Microsoft has spent a lot of time cultivating the console side of gaming with the next-gen Xbox, but it hasn’t forgotten about PC players.
Windows 11 takes some of the best features from Xbox and brings them over to PC. Auto HDR looks to instantly improve the lighting and colour of games and Direct Storage is designed to speed up loading times and improve performance.
Xbox Game Pass will also be directly built into Windows 11 giving users cloud-saving, crossplay and access to thousands of cloud games with a monthly subscription.
Microsoft 11 System Requirements
Not all devices are created equal so if you’re looking to install the new Windows OS you’ll want to make sure your computer can run it.
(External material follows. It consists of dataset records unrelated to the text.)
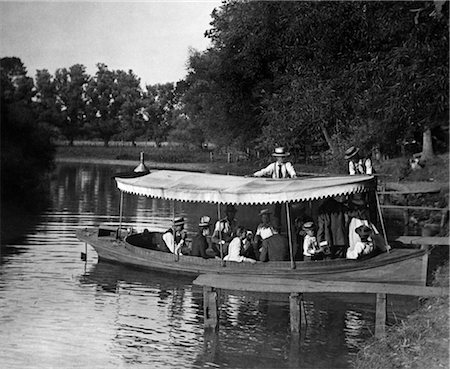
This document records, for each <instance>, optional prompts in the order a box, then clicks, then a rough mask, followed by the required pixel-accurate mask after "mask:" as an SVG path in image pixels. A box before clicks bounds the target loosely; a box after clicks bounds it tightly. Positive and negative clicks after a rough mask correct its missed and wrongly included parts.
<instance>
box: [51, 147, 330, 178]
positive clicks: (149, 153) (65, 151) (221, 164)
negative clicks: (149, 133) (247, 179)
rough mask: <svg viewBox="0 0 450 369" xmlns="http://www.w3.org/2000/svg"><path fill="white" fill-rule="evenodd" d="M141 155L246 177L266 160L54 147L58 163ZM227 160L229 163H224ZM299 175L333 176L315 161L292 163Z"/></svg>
mask: <svg viewBox="0 0 450 369" xmlns="http://www.w3.org/2000/svg"><path fill="white" fill-rule="evenodd" d="M141 152H144V153H145V163H146V164H147V165H148V166H149V167H153V168H158V169H159V168H168V169H180V170H200V171H205V172H211V173H230V174H236V175H246V174H250V173H253V172H254V171H256V170H258V169H260V168H261V167H262V166H265V165H267V163H268V159H269V158H260V159H258V158H256V157H254V158H248V157H246V156H245V155H243V154H242V153H241V154H237V153H234V154H231V155H230V156H228V154H227V153H223V152H218V151H214V152H212V155H211V153H210V151H206V150H200V149H192V148H185V147H181V146H178V147H176V146H175V147H149V146H146V147H130V146H125V147H117V146H114V147H102V146H73V147H69V146H58V147H57V151H56V159H57V161H60V162H68V161H70V162H76V161H80V162H92V163H105V164H107V163H113V162H114V163H115V164H117V163H118V161H119V162H121V163H123V164H124V165H127V166H133V165H137V163H138V162H139V155H140V153H141ZM228 160H229V162H228ZM295 167H296V169H297V171H298V172H299V173H321V174H333V173H336V172H335V171H333V168H331V169H330V168H327V167H324V166H323V165H320V164H318V163H316V162H308V163H296V164H295Z"/></svg>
Here are the minimum system requirements:
- Processor: 1 gigahertz (GHz) or faster with 2 or more cores on a compatible 64-bit processor or System on a Chip (SoC)
- Memory: 4 GB RAM
- Storage: 64 GB or larger storage device
- System Firmware: UEFI, Secure Boot capable
- TPM: Trusted Platform Module version 2.0
- Graphics Card: DirectX 12 compatible graphics/WDDM 2x
- Display: >9″ with HD resolution (720p)
- Internet connection: Microsoft account and internet connectivity required for setup
You can check if your system is compatible with Windows 11 on Microsoft’s website.
Note that the system requirements for Windows 11 have gotten a little confusing, with Microsoft eventually amending some of the technology needed to upgrade.
How much will it cost?
The good news is that Windows 11 will come as a free update for anyone with a Windows 10 PC.
When it comes to buying Windows 11 outright, Microsoft is yet to release pricing.
Windows 11: Release date
We may not have a solid release date but we do know Windows 11 will release later this year in the ‘holiday season’.
If you’re not keen on waiting there is a way to get your hands on Windows 11 before everyone else via the Windows Insider Program.
This article has been updated with additional information.